Даже пробуждение утром, с пересохшим ртом, слипшимися глазами, не было столь тяжелым, как он ожидал. Даже одиночество было приятным, и он наслаждался им. Наконец-то за ним не следили неотрывно испуганные глаза жены; он мог бродить из комнаты в комнату, в тысячный раз убеждаясь, что клумба за домом не тронута. Он спокойно, не торопясь, одевался и уходил, не утруждая себя словами прощания. На службу он чаще всего приходил с получасовым опозданием, но это не имело никакого значения. Он знал, что скоро его уволят, но ничуть не боялся этого. Каждый день он наблюдал, как его шеф, который не так давно предлагал ему пятьсот фунтов в год, все с большей досадой воспринимает его опоздания, его частые отлучки в пивную. За свое жалованье он делал не очень много, а главное, ни разу не организовал для своей фирмы такую же операцию, как, не столь давно, для себя. Он понимал: сейчас, когда ему непосредственно ничто не грозит, у него вряд ли получится что-то подобное. Пускай его увольняют, когда захотят. У него есть свои тысяча двести годовых, а в суету бизнеса он влезать не хотел. Так что он по-прежнему приходил на службу небритым, с красными глазами, трясущимися руками. В его редких рыжеватых волосах начинала появляться седина…
Остальные члены семьи Маблов старались чувствовать себя хорошо. Не у всех это получалось с равным успехом. В обставленном пальмами вестибюле отеля трио Маблов вызывало у гостей тихое оживление. Миссис Мабл, несмотря на усилия дочери, одевалась ужасно и как огня боялась швейцаров и официантов. К Винни же все относились с искренним интересом. Она была юной, это каждый видел, но никто не мог угадать, сколько ей лет. Ее платья, ее манеры привлекали внимание. Она густо пудрила лицо и приобрела привычку, проходя в холле мимо мужчин, бросать на них косые взгляды. Эта смесь юности и невинности с очевидным кокетством особенно сильное впечатление производила на пожилых мужчин.
Те, кто похитрее, сначала старались очаровать мамашу. В холле отеля отдыхающие, сбиваясь в кучки, беседовали о разных разностях, и миссис Мабл была приятно удивлена, обнаружив, что седовласые господа с безукоризненными манерами окружают ее вниманием, словно герцогиню. Она краснела, смущалась, но чувствовала себя на седьмом небе от счастья. Иные из этих господ считали за честь пообедать за одним столиком с ней и дочерью, другие сопровождали их на экскурсии, Винни блаженствовала.
Большой интерес к странной семейке выказывали и двое-трое мужчин помоложе. Правда, один, узнав, что у миссис Мабл нет драгоценностей и она не очень-то сожалеет об этом, тут же полностью к ней охладел; но остальные держались.
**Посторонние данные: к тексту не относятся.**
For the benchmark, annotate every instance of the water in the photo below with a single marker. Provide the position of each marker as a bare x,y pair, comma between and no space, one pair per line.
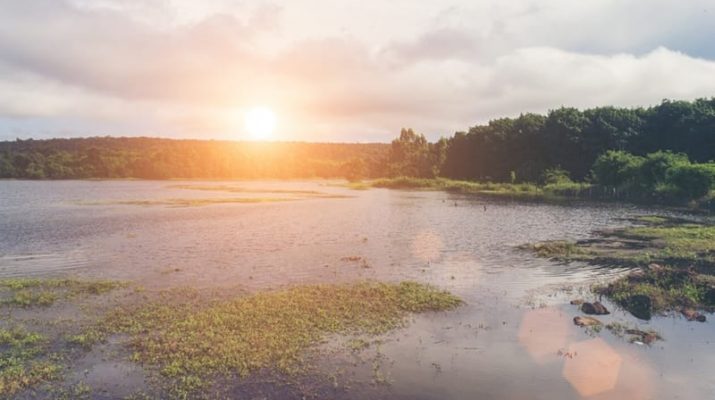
514,338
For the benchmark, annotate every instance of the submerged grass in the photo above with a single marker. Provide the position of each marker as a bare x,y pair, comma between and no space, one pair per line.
675,260
528,191
23,362
192,344
27,292
666,289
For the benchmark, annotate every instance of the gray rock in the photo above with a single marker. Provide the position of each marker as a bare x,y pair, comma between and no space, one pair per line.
594,308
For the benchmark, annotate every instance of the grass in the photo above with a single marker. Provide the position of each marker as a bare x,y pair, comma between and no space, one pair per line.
22,361
686,243
675,260
190,345
527,191
27,292
667,289
197,341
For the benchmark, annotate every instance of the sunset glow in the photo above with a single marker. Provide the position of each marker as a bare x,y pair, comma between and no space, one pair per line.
260,123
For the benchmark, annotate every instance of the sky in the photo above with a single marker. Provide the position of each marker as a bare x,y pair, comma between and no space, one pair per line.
337,70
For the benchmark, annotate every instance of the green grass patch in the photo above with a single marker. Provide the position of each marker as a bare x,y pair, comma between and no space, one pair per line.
191,343
23,362
666,288
27,292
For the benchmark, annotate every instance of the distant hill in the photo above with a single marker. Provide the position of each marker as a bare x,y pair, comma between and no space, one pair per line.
153,158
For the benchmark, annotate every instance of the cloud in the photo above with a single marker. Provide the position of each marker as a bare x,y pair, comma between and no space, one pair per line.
174,68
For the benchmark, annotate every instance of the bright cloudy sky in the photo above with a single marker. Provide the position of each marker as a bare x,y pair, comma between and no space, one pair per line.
337,70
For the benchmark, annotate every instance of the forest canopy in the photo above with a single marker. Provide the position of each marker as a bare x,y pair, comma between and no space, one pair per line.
564,143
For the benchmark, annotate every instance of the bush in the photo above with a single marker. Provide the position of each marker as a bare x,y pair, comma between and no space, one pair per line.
692,181
617,168
655,167
556,176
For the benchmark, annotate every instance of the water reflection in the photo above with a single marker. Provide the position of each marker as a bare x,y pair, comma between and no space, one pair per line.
494,347
544,333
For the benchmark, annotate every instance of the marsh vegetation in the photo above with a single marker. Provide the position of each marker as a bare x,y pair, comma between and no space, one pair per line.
191,339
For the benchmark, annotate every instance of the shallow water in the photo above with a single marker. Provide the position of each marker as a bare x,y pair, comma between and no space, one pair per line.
514,339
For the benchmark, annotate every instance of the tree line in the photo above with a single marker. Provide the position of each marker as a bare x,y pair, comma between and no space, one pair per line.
641,152
614,147
152,158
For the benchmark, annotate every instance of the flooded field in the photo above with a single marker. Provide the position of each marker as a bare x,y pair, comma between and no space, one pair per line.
513,338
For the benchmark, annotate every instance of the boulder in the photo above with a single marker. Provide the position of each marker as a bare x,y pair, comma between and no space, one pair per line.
594,308
709,297
645,337
586,321
692,315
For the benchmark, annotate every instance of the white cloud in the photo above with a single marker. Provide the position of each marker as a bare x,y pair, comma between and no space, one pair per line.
341,71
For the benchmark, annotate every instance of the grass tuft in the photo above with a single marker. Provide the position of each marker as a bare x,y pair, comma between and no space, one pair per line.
191,344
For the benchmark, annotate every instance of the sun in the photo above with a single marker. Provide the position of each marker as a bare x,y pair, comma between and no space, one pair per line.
260,123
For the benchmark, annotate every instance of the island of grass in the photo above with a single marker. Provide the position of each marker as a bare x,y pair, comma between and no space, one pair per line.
192,341
673,261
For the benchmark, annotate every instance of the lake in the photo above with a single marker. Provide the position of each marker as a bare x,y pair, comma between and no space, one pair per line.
513,339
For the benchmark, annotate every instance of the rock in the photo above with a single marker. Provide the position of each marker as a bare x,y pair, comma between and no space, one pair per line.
645,337
636,275
586,321
709,297
594,308
640,306
692,315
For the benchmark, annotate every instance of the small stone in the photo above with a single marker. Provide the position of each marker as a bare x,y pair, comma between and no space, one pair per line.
594,308
709,297
586,321
692,315
640,306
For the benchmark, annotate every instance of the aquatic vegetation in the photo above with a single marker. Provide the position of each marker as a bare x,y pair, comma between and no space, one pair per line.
190,344
665,288
23,361
559,249
28,292
675,257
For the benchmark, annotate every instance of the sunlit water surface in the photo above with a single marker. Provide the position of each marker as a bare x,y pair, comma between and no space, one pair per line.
514,339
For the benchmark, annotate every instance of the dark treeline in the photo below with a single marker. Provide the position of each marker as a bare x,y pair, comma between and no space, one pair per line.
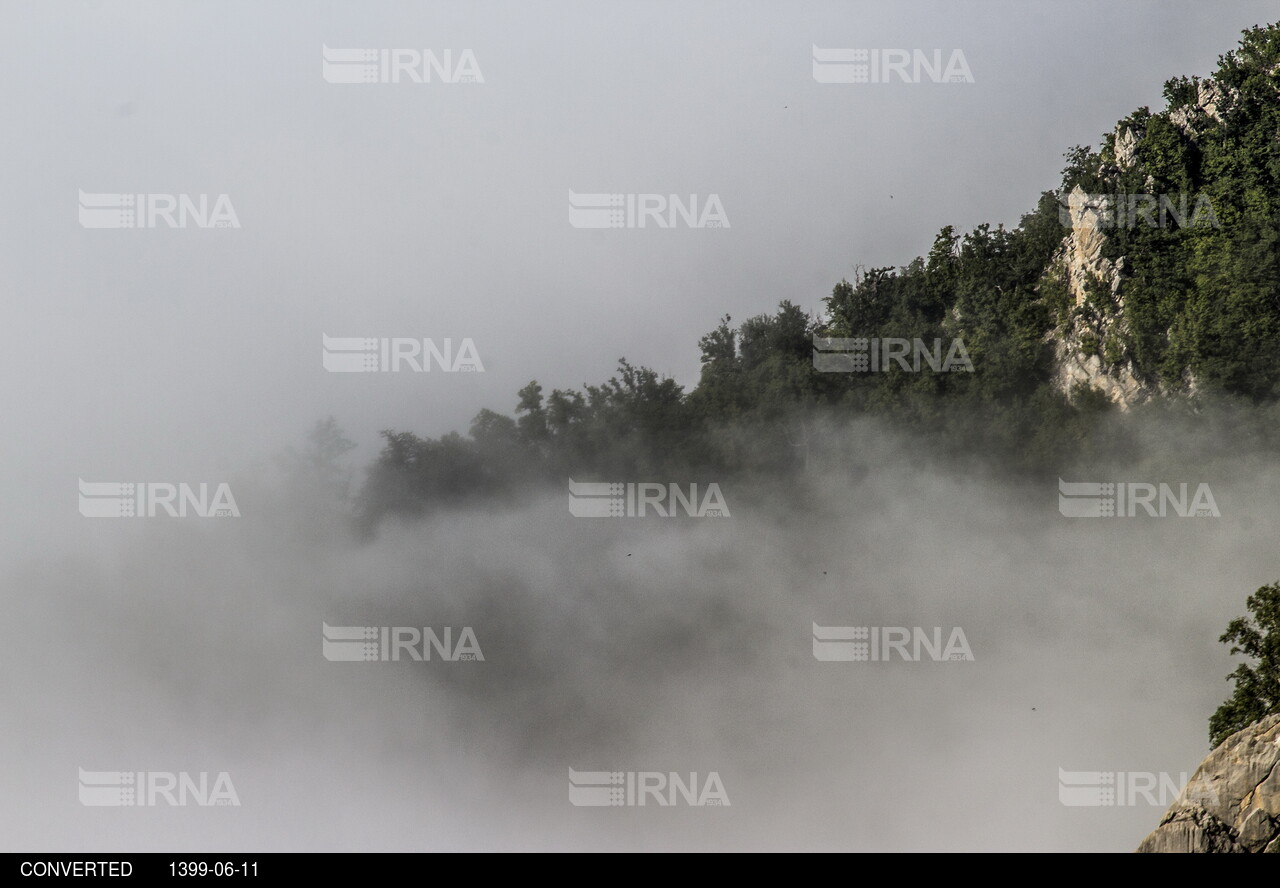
1200,307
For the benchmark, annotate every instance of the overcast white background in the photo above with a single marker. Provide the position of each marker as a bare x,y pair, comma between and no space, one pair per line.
440,210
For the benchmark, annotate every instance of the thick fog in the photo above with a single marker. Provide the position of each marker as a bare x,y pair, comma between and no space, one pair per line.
621,645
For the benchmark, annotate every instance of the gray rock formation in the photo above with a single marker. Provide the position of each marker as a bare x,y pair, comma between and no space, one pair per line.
1232,804
1088,349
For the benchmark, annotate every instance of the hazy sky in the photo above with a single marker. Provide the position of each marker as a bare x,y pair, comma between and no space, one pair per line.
440,210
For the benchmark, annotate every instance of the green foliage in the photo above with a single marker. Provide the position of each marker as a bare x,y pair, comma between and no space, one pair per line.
1257,685
1198,300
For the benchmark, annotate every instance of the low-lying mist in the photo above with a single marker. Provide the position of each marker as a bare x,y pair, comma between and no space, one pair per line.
644,644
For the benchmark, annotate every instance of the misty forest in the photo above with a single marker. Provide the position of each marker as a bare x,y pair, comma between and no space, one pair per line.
1111,353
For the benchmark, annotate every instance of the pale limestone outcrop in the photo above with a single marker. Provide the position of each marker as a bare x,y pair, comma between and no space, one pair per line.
1232,804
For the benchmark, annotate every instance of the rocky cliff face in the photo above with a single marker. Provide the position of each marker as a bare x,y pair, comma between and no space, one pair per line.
1232,804
1091,347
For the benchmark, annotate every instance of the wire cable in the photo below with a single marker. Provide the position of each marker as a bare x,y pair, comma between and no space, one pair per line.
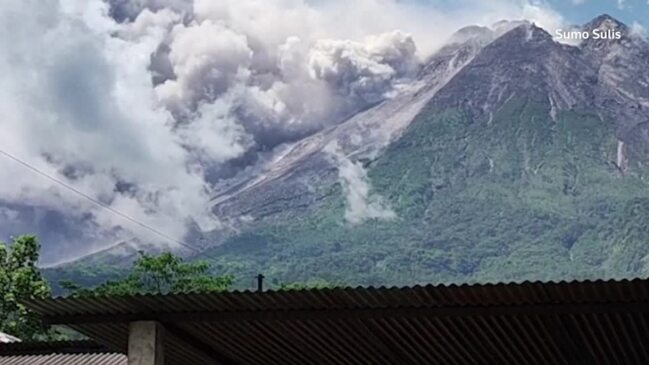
97,202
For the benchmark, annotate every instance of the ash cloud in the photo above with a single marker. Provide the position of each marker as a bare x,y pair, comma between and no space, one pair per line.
362,204
146,104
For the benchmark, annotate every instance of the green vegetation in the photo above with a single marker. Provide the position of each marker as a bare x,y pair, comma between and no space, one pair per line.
21,280
516,196
162,274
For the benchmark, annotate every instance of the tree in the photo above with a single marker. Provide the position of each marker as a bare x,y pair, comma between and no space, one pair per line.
161,274
21,280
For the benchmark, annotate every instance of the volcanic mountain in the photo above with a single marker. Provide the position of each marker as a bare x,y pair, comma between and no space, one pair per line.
510,157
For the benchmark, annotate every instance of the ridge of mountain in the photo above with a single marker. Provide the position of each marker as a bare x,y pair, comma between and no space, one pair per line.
513,157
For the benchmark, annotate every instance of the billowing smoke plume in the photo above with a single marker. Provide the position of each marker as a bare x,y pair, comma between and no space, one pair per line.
362,204
145,104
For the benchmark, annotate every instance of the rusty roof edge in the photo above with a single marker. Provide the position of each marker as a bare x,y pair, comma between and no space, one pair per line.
54,347
70,306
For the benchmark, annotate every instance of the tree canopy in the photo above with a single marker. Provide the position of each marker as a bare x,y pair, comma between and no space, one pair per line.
20,279
158,274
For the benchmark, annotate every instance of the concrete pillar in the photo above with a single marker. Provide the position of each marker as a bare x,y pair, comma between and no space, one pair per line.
145,343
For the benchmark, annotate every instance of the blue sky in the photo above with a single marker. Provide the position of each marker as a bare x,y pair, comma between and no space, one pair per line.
582,11
575,11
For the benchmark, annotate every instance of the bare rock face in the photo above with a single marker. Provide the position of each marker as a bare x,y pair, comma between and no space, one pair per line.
510,157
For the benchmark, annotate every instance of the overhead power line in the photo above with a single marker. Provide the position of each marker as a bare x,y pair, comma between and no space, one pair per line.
97,202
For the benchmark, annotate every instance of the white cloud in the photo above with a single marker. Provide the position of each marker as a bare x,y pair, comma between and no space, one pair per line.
638,29
362,204
133,111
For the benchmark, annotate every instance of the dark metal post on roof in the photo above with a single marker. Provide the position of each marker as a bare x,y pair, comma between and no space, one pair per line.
260,282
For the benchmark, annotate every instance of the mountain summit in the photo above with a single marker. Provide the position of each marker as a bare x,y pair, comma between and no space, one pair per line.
511,157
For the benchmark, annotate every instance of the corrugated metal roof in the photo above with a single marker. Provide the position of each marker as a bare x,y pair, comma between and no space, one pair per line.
59,353
65,359
527,323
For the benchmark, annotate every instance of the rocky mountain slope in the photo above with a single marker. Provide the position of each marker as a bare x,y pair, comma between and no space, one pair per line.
511,157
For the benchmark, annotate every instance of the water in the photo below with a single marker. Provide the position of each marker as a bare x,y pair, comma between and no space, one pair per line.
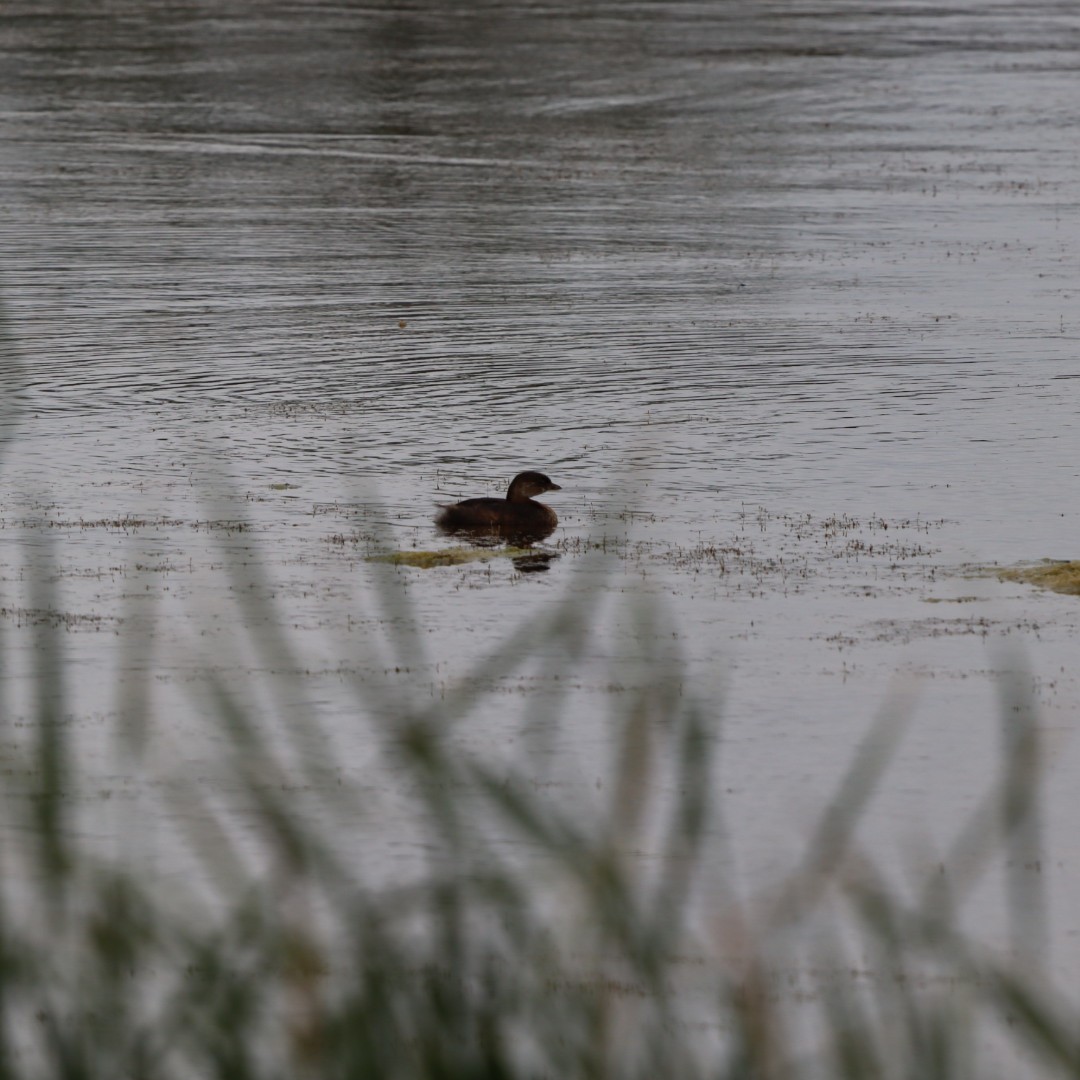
784,297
Вечерами они приглашали Винни на танцы или — «потехи ради» — в местный театр. При первой же подобной попытке их слегка ошеломило, что миссис Мабл принимает эти приглашения и на свой счет. Ей и в голову не приходило, что Винни может развлекаться где-то, а ее, матери, не будет рядом… Правда, мужчины, и пожилые, и молодые, быстро нашли-таки способ оставаться с Винни наедине: они приглашали мать с дочерью на мол послушать духовой оркестр, устраивали миссис Мабл в шезлонге, а сами вели Винни погулять. Миссис Мабл очень нравилось, что мужчины почтительно прислушиваются к ее словам и буквально из кожи лезут, чтобы поудобнее усадить ее и принести все, чего она пожелает. Прожив семнадцать лет с Маблом, она с радостным удивлением обнаружила, что бывает и такое… Приятно было и то, что каждый раз, когда она спрашивала Винни: «Чем бы тебе хотелось заняться вечером?» — та неизменно отвечала: «Пойдем на мол, послушаем музыку, мамочка!»